Dr Catherine Hakim again: The proposal would be simple to administer, get into the right hands, allow parents to choose from a variety of childcare options (including staying at home), and provide carers with supplemental income if they give up work. Sure Start would still have a role, providing information and support for parenting, especially for the neediest parents.
How to pay for it
Assuming 100 per cent take-up of the new PCA, this is a £5.4 billion proposal if it is untaxed (£4.1 billion if it is taxed). This is significantly more than is currently paid out through the childcare element of the Working Tax Credit, the electronic vouchers and Sure Start Maternity Grant. The authors of the report believe these schemes, combined with savings on administration costs, more use of private and voluntary day nurseries, tapering away the family element of the Child Tax Credit and reassessing Child Benefit for 16-18 year-olds, would meet the vast bulk of the costs of the universal scheme they propose.

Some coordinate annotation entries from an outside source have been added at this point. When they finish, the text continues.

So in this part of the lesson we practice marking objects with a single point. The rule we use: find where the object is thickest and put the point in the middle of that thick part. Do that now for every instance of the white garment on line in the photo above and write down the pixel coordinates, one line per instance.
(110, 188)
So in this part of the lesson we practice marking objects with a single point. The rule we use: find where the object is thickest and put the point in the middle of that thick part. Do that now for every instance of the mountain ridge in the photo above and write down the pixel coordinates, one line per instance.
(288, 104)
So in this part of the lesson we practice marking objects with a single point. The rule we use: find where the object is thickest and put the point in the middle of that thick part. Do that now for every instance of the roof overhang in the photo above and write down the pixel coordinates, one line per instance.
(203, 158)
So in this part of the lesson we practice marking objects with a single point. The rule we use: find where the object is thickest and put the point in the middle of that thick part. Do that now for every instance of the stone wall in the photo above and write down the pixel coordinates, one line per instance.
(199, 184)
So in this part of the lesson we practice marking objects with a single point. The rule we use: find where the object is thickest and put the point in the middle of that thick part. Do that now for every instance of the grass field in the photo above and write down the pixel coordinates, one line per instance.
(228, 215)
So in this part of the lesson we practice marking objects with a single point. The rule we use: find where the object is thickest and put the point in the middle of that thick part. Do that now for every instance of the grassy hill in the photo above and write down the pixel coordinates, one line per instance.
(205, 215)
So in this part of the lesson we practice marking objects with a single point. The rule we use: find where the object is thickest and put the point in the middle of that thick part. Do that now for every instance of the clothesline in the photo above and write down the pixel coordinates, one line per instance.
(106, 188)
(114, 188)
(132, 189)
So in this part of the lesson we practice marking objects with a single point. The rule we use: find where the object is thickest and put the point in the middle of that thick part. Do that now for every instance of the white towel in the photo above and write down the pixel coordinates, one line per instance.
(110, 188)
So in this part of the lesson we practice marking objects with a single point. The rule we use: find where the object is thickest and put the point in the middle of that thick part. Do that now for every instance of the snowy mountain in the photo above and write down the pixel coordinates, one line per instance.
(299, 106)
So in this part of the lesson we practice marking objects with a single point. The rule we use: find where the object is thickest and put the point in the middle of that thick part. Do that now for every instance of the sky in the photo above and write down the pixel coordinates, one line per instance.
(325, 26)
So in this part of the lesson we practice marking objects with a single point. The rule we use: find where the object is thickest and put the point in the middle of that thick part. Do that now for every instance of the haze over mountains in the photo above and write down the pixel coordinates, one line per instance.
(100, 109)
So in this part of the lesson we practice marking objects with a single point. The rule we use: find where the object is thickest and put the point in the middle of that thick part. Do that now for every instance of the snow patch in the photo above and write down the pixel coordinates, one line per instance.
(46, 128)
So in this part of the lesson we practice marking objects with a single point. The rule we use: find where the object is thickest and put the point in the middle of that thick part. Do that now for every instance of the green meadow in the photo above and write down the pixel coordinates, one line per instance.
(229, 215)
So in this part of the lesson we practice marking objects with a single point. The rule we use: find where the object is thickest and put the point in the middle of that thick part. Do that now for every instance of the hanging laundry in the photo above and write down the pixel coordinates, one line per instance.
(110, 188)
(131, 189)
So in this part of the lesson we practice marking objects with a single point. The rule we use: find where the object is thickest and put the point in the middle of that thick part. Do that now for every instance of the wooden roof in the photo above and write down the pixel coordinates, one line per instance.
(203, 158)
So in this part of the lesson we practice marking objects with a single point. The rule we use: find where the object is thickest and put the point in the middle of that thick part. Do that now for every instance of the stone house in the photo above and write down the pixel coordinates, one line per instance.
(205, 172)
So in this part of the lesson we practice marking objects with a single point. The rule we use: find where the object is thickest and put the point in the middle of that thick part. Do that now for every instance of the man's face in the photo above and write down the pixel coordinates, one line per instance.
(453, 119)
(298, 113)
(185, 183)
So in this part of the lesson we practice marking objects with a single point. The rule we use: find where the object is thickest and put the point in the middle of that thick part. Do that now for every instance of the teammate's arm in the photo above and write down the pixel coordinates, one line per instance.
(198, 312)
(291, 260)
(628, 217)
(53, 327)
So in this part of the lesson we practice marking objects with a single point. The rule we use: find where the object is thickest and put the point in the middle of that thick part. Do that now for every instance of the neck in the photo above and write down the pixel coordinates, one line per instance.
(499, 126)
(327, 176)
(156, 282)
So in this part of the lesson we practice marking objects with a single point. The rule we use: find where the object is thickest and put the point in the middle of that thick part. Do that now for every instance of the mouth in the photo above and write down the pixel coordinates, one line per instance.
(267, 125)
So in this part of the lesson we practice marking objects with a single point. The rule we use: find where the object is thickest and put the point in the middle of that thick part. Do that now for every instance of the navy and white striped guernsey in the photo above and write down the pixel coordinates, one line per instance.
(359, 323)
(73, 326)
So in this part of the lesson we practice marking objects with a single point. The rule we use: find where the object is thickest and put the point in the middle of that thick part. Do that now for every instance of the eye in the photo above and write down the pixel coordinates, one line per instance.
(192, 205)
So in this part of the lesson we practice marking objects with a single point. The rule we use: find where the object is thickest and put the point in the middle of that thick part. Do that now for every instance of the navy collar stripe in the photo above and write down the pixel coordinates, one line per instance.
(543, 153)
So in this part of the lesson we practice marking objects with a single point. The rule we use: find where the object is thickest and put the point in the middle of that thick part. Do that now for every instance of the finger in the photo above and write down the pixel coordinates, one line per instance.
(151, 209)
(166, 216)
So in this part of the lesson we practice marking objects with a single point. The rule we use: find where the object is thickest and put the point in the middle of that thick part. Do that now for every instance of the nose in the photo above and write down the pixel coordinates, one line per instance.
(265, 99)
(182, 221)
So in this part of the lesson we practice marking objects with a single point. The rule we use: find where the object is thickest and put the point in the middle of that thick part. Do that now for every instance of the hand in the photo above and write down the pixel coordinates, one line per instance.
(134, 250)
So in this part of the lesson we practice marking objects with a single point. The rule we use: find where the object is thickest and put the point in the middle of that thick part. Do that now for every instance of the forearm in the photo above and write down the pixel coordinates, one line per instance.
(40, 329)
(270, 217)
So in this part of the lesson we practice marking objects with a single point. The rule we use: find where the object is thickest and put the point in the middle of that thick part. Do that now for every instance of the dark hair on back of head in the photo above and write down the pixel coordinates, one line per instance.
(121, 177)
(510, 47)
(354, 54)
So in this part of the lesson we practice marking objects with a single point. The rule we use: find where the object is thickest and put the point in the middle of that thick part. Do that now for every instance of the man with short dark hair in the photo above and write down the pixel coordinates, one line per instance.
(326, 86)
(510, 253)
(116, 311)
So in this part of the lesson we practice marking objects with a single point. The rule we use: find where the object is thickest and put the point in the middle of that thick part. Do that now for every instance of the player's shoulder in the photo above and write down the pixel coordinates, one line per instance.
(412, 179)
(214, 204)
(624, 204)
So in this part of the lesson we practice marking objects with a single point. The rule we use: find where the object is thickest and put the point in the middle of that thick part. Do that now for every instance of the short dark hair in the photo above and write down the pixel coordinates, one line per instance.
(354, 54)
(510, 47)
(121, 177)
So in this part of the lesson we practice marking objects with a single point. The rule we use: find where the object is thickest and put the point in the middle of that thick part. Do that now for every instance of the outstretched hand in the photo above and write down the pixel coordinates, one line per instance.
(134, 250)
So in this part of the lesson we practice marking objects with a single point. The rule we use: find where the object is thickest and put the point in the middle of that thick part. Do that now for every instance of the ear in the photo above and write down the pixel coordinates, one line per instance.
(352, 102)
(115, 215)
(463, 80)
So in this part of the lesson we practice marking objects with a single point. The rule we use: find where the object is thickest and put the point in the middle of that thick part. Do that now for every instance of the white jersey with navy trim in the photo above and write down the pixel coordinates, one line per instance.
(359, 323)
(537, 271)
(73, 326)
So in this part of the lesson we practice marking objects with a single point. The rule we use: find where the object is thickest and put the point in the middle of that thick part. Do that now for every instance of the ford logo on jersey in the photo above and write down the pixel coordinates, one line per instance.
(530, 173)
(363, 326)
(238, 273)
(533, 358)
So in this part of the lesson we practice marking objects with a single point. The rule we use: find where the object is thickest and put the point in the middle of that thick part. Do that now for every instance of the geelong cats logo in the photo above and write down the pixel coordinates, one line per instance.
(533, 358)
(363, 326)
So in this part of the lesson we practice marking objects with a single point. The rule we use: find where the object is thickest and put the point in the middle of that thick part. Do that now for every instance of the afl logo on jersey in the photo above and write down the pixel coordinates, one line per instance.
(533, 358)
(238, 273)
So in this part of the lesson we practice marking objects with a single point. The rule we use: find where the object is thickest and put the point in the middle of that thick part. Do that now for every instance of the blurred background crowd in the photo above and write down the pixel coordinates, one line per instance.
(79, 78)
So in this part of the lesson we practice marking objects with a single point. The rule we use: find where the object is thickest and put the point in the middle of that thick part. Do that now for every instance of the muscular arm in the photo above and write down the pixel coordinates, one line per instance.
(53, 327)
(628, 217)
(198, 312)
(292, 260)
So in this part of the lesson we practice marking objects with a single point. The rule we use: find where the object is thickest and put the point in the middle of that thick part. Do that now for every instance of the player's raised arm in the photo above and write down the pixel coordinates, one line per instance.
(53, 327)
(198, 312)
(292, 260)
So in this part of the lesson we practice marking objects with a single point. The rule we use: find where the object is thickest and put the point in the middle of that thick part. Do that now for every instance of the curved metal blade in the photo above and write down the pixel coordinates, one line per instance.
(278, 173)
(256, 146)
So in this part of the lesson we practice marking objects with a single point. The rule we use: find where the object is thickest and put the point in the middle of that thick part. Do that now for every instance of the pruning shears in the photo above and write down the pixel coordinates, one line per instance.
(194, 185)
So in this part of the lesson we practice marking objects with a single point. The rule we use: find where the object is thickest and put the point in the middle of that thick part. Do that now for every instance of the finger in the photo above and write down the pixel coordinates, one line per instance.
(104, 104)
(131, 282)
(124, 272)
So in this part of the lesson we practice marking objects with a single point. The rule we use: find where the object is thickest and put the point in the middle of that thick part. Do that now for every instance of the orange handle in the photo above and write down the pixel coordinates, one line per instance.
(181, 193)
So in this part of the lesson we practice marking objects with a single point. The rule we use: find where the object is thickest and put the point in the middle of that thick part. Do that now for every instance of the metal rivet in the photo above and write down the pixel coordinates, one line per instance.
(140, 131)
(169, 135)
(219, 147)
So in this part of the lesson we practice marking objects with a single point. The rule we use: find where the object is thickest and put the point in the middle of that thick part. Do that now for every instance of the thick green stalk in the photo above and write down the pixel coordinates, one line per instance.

However, if government increased spending on children to 1.5 per cent of GDP, in line with Scandinavian countries, it could easily cover the cost of this policy recommendation.
Natalie Evans summarized the reports analysis and recommendations: The present arrangements for childcare in the UK are not flexible enough to meet the needs of todays varied family structures and working hours. Rather than funding institutions, money should follow children. British parents, like those in France and Scandinavia, need more childcare choice. A simple, across-the-board childcare payment through the Child Benefit system is the way forward. It allows women who want to work to do so, and gives women the option to stay at home if that is what they believe is in their childs best interests at the start of their life.